Novel therapeutic targets:

[T]he past year saw innovation in the form of NDX-1017, a small molecule that induces the neuroprotective HGF/MET receptor, and gemfibrozil, a cheap old fibrate drug that activates the PPARα nuclear receptor. Both managed respectable results in well-designed Phase 1 trials and are moving forward...

Non-steroidal anti-inflammatory prevention

2019 brought ups and down for anti-inflammatory strategies. The coffin finally closed on the idea that nonsteroidal anti-inflammatory drugs can prevent Alzheimer’s disease, when the INTREPAD trial failed (Apr news). Two years of naproxen in asymptomatic people at high risk for AD made no difference on cognition, structural or functional brain imaging, or CSF Aβ, total or phospho-tau, all the while causing significant gastrointestinal and cardiovascular side effects.

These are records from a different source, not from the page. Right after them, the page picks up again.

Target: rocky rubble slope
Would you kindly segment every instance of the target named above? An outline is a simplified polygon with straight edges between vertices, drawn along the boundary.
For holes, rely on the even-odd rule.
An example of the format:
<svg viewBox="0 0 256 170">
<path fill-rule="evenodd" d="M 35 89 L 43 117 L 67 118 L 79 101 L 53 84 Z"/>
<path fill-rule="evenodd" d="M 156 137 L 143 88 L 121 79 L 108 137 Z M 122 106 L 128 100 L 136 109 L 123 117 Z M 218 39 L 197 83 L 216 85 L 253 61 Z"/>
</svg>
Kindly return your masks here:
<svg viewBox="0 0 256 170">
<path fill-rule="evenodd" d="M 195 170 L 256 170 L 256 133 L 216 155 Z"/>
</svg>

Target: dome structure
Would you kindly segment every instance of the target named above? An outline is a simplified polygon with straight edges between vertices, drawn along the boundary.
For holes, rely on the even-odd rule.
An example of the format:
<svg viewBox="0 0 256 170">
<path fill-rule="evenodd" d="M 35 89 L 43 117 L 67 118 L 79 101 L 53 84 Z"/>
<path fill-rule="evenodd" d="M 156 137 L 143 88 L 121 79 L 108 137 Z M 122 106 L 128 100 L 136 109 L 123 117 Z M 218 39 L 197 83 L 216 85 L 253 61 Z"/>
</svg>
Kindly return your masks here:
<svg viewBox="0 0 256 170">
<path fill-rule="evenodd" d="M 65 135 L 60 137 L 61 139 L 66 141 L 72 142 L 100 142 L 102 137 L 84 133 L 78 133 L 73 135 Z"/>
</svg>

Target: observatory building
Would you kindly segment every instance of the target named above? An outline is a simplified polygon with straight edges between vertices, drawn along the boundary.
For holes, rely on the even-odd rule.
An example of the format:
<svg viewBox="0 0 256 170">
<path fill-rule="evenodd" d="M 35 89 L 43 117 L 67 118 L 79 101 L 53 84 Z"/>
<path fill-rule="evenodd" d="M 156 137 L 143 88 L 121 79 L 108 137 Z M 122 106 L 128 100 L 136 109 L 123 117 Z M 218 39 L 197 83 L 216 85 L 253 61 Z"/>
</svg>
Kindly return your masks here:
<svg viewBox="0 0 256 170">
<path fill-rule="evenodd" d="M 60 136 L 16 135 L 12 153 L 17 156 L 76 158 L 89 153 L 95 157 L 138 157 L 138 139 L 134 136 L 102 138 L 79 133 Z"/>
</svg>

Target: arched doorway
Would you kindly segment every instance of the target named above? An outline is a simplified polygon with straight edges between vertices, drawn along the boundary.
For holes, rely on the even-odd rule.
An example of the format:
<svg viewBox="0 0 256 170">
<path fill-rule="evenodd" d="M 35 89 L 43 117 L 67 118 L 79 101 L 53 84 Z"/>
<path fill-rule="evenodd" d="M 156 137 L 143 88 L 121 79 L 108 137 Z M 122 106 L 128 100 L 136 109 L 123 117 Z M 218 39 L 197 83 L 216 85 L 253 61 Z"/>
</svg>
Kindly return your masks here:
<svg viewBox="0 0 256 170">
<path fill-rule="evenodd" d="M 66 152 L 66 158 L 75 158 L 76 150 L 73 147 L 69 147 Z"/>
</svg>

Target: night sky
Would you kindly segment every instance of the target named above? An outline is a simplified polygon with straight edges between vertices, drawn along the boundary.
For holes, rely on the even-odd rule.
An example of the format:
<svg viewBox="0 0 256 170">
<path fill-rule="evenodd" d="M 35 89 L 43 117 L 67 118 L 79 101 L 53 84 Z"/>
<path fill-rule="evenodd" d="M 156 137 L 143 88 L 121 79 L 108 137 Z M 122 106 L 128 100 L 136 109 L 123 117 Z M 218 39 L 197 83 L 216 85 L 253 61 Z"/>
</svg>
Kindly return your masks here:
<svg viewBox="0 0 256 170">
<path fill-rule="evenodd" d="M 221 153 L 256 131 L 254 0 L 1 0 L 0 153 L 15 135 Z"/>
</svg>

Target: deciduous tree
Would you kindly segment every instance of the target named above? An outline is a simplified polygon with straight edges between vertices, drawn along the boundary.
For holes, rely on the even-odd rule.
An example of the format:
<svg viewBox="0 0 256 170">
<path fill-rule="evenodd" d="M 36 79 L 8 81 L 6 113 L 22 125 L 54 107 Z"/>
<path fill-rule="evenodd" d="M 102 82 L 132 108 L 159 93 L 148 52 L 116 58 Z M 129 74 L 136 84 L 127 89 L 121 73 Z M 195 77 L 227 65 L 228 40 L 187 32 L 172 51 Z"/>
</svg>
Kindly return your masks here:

Reduction of hallucinations and delusions in AD

Acadia Pharmaceuticals’ Phase 3 trial for the selective serotonin inverse agonist pimavanserin wrapped up early when the drug reached its primary endpoint of delaying relapse to hallucinations and delusions in people with dementia ...This study used an unusual design, testing how well patients did when they came off pimavanserin rather than when they went on it. After a 12-week open-label phase, patients who responded to the drug either continued it or were switched to placebo. At CTAD, Acadia reported that 75 percent of patients responded to the drug in the open-label phase of the trial...Those randomized to [continue the drug after 12 weeks] were three times less likely to relapse than were those switched to placebo.

Genetics

Scientists are combining genetics, genomics, transcriptomics, and expression network analyses to pin down the functional effects of risk variants. Time and again, they find genes expressed primarily in microglia. For example,...researchers mapped known GWAS variants in enhancer regions to gene expression in myeloid cells, uncovering nine genes not previously linked to AD,...implying coordinated expression of AD-related genes in these cells. Other groups create their own atlases of active regulatory regions specific to human neurons, astrocytes, oligodendrocytes, and microglia. They too, see AD GWAS hits cluster in regulatory regions of the microglial genome

[Plumster]

Thank you, NF52!!

[Fiver]

Thanks antimatter37 and NF52, that was really helpful!